With that in mind, lets look at the Autism Spectrum Screening Questionnaire (ASSQ).  I want to cover the properties of this test because it was the screening test used in the South Korea study.

The ASSQ is a 27 question test meant to detect "autistic disorders" in "high-functioning" children, particularly Asperger syndrome.  Eleven of the questions have to do with social interactive, six cover communication problems, while 5 deal with restricted and repetitive behaviors.  Each question has three possible answers - No, Somewhat, and Yes - and each question has a score from 0 to 2 - 0 indicates "normality", 1 is "some abnormality", and 2 is "definite abnormality".  So the range of possible total scores is from 0 to 54.

If you want to see the actual questions on the test you can see them here, starting on page 11 in the document.  I don't want to comment on the test questions, but really, are the questions "is old-fashioned or precocious" and "is regarded as an eccentric professor by the other children" indicative of autism?  Anyways.

The real question, problems with the questions aside, is how good of a job that this screening test does.  It is one thing to question the questions (pun intended) but it another to talk about how good the test is.

Unfortunately, the answer is somewhat mixed.  The ASSQ is designated to be given to both parents and teachers and the results for the different groups are different.

If you look at the initial study for the screen (total of 109 people in the study), you would see that the a parental cut-off scope of 15 would yield a "true positive rate" of 76% and a "false positive rate" of 19%.  A teacher cut-off of 11 would yield a "true positive rate" of 90% and a "false positive rate" of 42%.

Or, in other words, assuming that you had a group of 1,000 children and 1% of the them had autism (10 out of 1,000), the parent test with a cut-off of 15 would correctly identify 8 of the 10 while misidentifying 188.  The teacher test would find 9 of the 10 while misidentifying 415.

Later studies in larger groups of children found somewhat different results.  In one (4,408 children), the authors found that a combined parental and teacher cut-off score of 30 or a teacher score of 22 is best, saying that -
 A valid cut-off for parents' single score could not been estimated.

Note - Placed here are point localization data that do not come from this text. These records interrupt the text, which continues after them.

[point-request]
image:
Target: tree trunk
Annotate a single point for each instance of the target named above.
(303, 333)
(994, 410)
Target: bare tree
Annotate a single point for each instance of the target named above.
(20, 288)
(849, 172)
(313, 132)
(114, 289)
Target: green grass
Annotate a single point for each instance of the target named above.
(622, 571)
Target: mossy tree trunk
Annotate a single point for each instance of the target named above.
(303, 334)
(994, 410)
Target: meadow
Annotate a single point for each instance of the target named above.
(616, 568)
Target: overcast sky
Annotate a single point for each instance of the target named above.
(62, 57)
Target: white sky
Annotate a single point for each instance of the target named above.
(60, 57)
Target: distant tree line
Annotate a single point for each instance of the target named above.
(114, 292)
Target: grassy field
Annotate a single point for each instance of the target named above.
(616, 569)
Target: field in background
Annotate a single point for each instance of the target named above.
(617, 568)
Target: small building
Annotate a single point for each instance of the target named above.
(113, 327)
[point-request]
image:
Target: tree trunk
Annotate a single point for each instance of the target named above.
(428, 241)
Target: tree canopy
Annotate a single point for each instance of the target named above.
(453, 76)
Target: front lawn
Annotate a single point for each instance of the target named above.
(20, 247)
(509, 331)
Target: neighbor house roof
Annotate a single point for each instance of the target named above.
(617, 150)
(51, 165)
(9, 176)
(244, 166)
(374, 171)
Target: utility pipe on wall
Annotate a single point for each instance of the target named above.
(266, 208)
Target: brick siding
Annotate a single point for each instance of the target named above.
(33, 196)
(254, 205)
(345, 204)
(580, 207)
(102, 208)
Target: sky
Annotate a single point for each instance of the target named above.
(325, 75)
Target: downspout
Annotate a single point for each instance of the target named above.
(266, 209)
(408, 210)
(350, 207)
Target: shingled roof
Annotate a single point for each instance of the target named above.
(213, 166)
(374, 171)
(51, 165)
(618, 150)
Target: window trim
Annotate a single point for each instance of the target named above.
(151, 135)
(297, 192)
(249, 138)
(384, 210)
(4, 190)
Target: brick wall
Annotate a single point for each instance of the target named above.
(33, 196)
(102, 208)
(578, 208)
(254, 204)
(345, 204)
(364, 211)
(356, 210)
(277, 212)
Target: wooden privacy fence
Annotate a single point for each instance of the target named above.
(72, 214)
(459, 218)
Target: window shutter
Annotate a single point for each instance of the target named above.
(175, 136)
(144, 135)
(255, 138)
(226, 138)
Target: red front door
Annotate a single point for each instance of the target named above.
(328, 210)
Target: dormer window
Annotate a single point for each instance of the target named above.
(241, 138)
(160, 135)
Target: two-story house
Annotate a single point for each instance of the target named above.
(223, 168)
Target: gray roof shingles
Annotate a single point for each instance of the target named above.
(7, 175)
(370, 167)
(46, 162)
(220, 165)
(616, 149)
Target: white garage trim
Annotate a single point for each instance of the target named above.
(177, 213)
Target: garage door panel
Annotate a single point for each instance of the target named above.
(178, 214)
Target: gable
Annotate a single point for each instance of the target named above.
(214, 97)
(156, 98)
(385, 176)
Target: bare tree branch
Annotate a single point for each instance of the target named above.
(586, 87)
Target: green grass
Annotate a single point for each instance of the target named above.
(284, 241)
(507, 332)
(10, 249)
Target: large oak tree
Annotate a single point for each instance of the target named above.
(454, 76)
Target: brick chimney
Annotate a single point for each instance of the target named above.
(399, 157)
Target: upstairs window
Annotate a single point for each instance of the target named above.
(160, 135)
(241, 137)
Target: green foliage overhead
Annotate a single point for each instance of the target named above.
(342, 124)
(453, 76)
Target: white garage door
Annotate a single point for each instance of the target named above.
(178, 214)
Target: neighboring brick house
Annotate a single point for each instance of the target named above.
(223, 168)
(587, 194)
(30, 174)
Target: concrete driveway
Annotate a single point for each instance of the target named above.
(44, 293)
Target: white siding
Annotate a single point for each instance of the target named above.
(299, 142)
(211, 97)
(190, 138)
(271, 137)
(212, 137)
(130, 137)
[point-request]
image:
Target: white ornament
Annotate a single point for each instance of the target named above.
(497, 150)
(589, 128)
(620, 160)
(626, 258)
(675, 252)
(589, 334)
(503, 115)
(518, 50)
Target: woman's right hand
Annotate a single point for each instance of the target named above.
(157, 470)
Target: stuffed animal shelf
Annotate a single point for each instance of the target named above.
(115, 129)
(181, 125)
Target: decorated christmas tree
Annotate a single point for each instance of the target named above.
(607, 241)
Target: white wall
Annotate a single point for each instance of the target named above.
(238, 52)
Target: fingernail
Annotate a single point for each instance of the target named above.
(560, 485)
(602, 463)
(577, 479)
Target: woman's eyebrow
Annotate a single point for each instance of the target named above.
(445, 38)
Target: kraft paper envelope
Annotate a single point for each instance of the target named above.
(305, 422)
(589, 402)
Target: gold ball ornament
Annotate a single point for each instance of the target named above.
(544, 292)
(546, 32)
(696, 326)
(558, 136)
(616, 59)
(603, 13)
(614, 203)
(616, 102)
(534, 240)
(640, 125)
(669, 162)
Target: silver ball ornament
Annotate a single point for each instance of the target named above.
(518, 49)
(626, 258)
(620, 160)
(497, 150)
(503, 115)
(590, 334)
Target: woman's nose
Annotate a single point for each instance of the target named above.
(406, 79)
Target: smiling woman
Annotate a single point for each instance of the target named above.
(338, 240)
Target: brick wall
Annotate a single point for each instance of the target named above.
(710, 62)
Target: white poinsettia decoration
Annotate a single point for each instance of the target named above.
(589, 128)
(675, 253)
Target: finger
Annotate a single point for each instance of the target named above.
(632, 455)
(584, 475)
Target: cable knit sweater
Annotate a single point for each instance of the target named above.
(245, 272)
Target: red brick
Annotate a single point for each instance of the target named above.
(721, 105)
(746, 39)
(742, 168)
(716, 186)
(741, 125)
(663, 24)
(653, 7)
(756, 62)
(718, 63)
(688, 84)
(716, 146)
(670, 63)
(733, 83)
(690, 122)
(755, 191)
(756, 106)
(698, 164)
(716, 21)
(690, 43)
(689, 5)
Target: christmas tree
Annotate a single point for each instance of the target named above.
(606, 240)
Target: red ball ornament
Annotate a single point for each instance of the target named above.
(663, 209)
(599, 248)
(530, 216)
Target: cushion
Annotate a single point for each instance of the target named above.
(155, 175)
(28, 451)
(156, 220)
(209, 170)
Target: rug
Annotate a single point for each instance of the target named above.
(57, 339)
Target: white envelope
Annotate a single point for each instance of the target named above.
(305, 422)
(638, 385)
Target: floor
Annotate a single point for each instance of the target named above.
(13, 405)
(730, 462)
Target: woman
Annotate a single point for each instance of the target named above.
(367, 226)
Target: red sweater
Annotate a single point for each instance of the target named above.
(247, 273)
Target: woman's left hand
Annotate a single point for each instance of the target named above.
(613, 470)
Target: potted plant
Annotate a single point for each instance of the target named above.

The clinicians are reminded that the ASSQ is a screening instrument, not a diagnosing instrument. The importance of using both parents' and teachers' ratings for screening in clinical settings is underlined.
While in another study (9,430 children), the authors suggested that a combined parent and teacher score of 17 or greater lead to a sensitivity of 0.91 and specificity of 0.86.  Using the above assumptions, that would mean that the test would find 9 of the ten people with autism while saying that 139 had autism who didn't.

The take away here is that with the ASSQ, using somewhat typical cut-off scores, a "positive" screen on the test translates into roughly a 5% chance of actually having autism and a 10% chance of missing someone who actually does have autism.  As the cut-off score gets lower, the change of missing someone with autism is decreased (better sensitivity) while the chance of including people who don't autism increases (worse sensitivity).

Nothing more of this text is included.